With series 2, Danny Rand’s testicles seem to have finally descended. In fact, I had to redo my title for this post which was originally Jessica, Luke, and Iron Weenie…he just didn’t deserve that slam. The whining is gone and there is a hero there who seems capable and able to succeed thanks to who he is, not despite it. Alice Eve was a great addition and had some serious fun with her character and challenges. And the continuation of Sacha Dhawan’s story to drive the series was necessary and, ultimately, interesting even if a bit forced.
And, while there is some nearly unforgivable comic book logic writing particularly around police work, they manage to pull off a great series and shift in the show, redeeming it from its freshman season. After this round, I’m actually looking forward to seeing these characters and their travails again, be it here or in the next series of The Defenders. They’ve really got some stuff to work with.
I originally wasn’t going to bother writing up this late add-on to Sense8. In fact, I had avoided it fearing a huge let-down. The show was cancelled and this was a nod by Netflix to not totally tick off the fans. Who knew what it would manage to do in a single episode wrap-up?
BUT, I needn’t have worried. This was a fabulous and breathless finale that ran 2.5 hours without a moment’s hesitation or break, and ends with a complete wrap up and sense of release (literally). While I still preferred the first series’ approach to the multi-cultural and multi-language issues, this finale managed to find a balance in language and culture that the second series missed in moving to all English.
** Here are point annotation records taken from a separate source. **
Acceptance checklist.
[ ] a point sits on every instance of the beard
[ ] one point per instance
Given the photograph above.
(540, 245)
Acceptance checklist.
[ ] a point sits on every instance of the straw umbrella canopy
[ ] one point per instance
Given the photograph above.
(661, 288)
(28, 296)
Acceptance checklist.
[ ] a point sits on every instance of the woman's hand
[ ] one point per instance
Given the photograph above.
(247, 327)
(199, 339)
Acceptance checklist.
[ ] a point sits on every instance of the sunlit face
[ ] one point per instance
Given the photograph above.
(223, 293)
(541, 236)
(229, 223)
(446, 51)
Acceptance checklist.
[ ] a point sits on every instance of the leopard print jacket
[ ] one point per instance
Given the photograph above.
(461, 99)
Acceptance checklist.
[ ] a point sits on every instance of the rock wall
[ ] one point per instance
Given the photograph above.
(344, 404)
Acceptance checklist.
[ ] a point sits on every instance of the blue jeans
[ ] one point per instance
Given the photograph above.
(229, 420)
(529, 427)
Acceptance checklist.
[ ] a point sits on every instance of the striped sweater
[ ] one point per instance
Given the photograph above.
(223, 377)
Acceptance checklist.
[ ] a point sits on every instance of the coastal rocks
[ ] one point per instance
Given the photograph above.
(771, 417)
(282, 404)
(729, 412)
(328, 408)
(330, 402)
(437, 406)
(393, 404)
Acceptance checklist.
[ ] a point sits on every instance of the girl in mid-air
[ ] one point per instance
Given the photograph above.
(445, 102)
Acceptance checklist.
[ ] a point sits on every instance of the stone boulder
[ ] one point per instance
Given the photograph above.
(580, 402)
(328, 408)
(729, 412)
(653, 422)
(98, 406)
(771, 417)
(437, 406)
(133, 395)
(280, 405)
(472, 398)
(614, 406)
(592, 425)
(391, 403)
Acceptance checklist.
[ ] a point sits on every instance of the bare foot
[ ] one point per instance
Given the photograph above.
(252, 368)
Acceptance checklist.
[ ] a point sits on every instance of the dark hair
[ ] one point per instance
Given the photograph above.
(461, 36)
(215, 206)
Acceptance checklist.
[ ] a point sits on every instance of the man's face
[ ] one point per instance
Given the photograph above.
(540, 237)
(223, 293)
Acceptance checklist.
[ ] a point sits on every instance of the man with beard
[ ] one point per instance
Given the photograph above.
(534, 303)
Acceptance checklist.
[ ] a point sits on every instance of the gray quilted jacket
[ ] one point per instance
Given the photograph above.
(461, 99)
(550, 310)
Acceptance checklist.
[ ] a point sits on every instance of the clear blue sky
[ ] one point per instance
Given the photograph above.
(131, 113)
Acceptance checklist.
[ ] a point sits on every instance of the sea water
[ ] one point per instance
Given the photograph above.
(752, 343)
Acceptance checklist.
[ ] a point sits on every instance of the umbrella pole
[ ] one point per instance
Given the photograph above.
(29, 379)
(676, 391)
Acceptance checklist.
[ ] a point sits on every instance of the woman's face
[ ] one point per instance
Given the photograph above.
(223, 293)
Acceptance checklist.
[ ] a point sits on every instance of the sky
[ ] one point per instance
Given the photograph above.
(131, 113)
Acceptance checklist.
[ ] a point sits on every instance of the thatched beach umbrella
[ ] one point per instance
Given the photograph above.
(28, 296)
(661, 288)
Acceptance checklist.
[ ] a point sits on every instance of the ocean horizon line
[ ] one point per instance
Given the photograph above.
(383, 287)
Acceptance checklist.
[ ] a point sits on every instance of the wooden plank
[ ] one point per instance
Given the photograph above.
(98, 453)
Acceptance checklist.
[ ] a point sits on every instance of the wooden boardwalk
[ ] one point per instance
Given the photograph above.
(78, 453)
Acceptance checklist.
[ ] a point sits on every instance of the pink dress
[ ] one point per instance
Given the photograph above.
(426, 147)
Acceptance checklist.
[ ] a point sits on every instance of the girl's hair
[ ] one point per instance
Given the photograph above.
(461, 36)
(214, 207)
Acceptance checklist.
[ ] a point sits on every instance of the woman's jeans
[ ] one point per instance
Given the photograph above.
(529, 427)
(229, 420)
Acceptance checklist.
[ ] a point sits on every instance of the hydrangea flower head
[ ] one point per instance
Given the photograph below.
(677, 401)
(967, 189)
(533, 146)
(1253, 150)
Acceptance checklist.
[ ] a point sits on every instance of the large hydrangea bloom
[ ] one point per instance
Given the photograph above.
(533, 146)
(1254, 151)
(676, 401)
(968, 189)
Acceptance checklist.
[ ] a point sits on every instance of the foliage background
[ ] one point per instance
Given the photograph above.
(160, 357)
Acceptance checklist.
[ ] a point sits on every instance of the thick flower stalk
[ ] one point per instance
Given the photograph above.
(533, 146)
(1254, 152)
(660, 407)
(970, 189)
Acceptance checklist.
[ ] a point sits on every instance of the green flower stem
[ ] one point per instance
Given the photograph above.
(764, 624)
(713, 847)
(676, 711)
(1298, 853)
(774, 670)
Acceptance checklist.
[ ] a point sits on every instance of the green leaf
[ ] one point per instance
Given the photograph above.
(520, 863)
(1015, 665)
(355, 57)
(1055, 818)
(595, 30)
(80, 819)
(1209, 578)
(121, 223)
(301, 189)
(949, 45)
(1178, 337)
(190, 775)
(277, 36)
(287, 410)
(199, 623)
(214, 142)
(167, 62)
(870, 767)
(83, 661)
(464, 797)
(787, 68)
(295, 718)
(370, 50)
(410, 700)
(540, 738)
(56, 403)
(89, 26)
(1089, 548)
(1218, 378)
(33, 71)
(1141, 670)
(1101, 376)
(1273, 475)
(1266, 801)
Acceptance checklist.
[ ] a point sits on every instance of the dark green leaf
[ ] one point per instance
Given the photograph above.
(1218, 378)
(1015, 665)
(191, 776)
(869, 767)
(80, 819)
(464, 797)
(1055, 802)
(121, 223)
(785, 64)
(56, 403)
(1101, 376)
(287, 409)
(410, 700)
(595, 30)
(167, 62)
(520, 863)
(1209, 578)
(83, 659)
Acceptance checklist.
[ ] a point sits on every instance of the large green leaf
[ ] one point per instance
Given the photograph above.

If you waited like me, I do recommend rewatching the final episode (You Want a War) in the regular series to retrench you on where things were. The finale picks up directly and carries on from there. Yes, it is a bit rushed and, yes, the final image could be debated, but overall it was an amazing effort. The result compacts a huge vision into a small space in order to explain and complete the story that was intended to stretch over seasons. Honestly, it is the best we could have hoped for given the circumstances, even as we mourn what might have been for the series had it continued.
Sense8 is one of the most audacious and amazing bits of television, let alone science fiction, to ever grace the screen. The Wachowski’s, Straczynski, and Netflix (not to mention Tykwer) all need to be thanked for their bravery and talent in creating it. Someday it will be recognized for the seminal event it is, but for now, for those of us who discovered and can enjoy it, we should celebrate it and its message of hope and love.